Saturday, July 26, 2008

The Oil trouble continues --- Indian Oil has no money to buy crude

State-Run Oil Co Needs $3Bn Every Month

IOC has no money,
bonds to buy crude


Sanjay Dutta TNN 26th July 2008

New Delhi: Oil’s relentless rally till the last fortnight combined with government lethargy in issuing bonds to make up losses on fuel sales have put Indian Oil Corporation in a spot. The flagship refiner-marketer has run out of money as well as the Centre’s IOUs—which the company has been encashing for foreign exchange—to buy crude.
Indian Oil needs roughly Rs 12,000 crore ($3 billion) every month to buy crude but loses Rs 413 crore daily on fuel sales. As a result, the company has been borrowing heavily from banks and incurring further expense on interest. Lately, it has also been encashing the bonds under an RBI mechanism. In June, IndianOil used up the last of the bonds it had to raise about Rs 9,900 crore through the RBI mechanism. It is now left with bonds worth about Rs 4,300 crore that had already been securitised for raising funds from the overnight call market.

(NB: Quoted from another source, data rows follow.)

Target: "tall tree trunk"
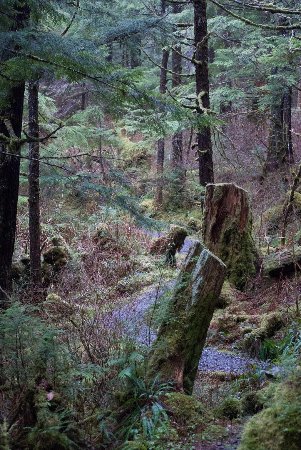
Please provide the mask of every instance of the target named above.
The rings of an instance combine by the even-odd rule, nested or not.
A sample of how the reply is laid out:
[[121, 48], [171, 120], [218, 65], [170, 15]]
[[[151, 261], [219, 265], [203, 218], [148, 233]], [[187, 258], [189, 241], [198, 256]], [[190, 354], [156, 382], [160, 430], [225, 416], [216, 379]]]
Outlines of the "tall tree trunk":
[[84, 111], [85, 108], [85, 81], [83, 83], [82, 87], [84, 89], [83, 93], [81, 94], [81, 109], [82, 111]]
[[[177, 14], [182, 11], [182, 7], [177, 3], [172, 4], [172, 12]], [[172, 31], [176, 32], [177, 28], [173, 27]], [[181, 45], [175, 45], [175, 48], [180, 53], [181, 53]], [[181, 84], [182, 58], [175, 50], [171, 54], [172, 72], [178, 75], [173, 73], [171, 76], [171, 88], [174, 89], [174, 93], [176, 94], [175, 88]], [[174, 168], [180, 170], [183, 163], [183, 135], [182, 131], [176, 133], [173, 135], [171, 140], [172, 145], [172, 164]]]
[[293, 164], [292, 141], [292, 87], [288, 88], [283, 95], [283, 129], [285, 160], [288, 164]]
[[[208, 41], [207, 36], [207, 17], [206, 0], [194, 0], [194, 45], [195, 54], [195, 79], [197, 85], [197, 98], [199, 104], [209, 109], [209, 81], [208, 70]], [[203, 114], [201, 109], [199, 114]], [[200, 184], [206, 186], [214, 181], [212, 147], [210, 128], [207, 126], [198, 132], [198, 170]]]
[[108, 44], [108, 51], [109, 54], [108, 56], [106, 56], [105, 60], [108, 63], [110, 63], [113, 59], [113, 45], [112, 42]]
[[[16, 6], [15, 10], [15, 23], [18, 28], [22, 28], [22, 21], [29, 18], [29, 8], [25, 3]], [[12, 31], [16, 29], [15, 27]], [[11, 56], [9, 52], [4, 54], [2, 61]], [[0, 112], [0, 133], [7, 137], [10, 135], [5, 120], [9, 121], [16, 136], [21, 137], [25, 89], [25, 81], [11, 87], [8, 97], [10, 106]], [[3, 152], [0, 153], [0, 308], [5, 309], [8, 304], [8, 295], [10, 295], [13, 290], [12, 259], [16, 235], [20, 149], [18, 145], [12, 148], [0, 144], [0, 151]]]
[[[28, 86], [28, 134], [39, 137], [39, 83], [29, 81]], [[30, 279], [34, 297], [42, 300], [42, 275], [40, 236], [40, 146], [38, 143], [28, 144], [28, 216], [30, 245]]]
[[[165, 14], [165, 0], [161, 0], [161, 15]], [[160, 72], [160, 94], [164, 94], [166, 92], [166, 84], [167, 83], [167, 63], [169, 57], [169, 50], [162, 50], [162, 61], [161, 62], [161, 70]], [[159, 112], [162, 112], [159, 110]], [[163, 201], [163, 179], [162, 178], [164, 162], [164, 140], [159, 139], [157, 144], [157, 182], [155, 190], [155, 197], [154, 201], [156, 206], [159, 207], [162, 204]]]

Indeed, IndianOil—as also HPCL and BPCL—has been running on borrowed money. “Our borrowing had reached Rs 42,000 crore in May. In June, it came down to Rs 35,000 crore but if another tranche of bonds does not come through quickly, the borrowings will rise again,’’ a top IndianOil executive said. The company board sometime back had cleared an enabling provision to raise the borrowing limit to Rs 80,000 crore.

The oil ministry has asked the finance ministry for over Rs 50,600 crore bonds to partially make up the losses during the first half of 2008 calendar. The ministry has sought Rs 14,956.17 crore bonds for the last quarter of 2007-08 and Rs 35,672.70 crore more for the first quarter of 2008-09. The total loss on fuels in 2007-08 has been put at Rs 70,579 crore.

Ironically, the situation has been created by none other than the government itself. The government refused to raise pump prices or reduce taxes periodically and let the losses pile up as oil kept climbing. Till last fortnight, the oilmarketers were losing Rs 16.70 on each litre of petrol, Rs 27.61 on diesel, Rs 38.09 on kerosene and Rs 338.53 on each cylinder of cooking gas. This is after the government raised pump prices on June 4 by Rs 5 a litre for petrol and Rs 2 a litre of diesel and Rs 20 per cooking gas cylinder. The government is expected to review the prices in October, but another round of price increase looks unlikely in an election year. If pump prices do not go up and crude remains in the $130 a barrel range, IndianOil reckons it will close the year with a Rs 121,015 crore loss.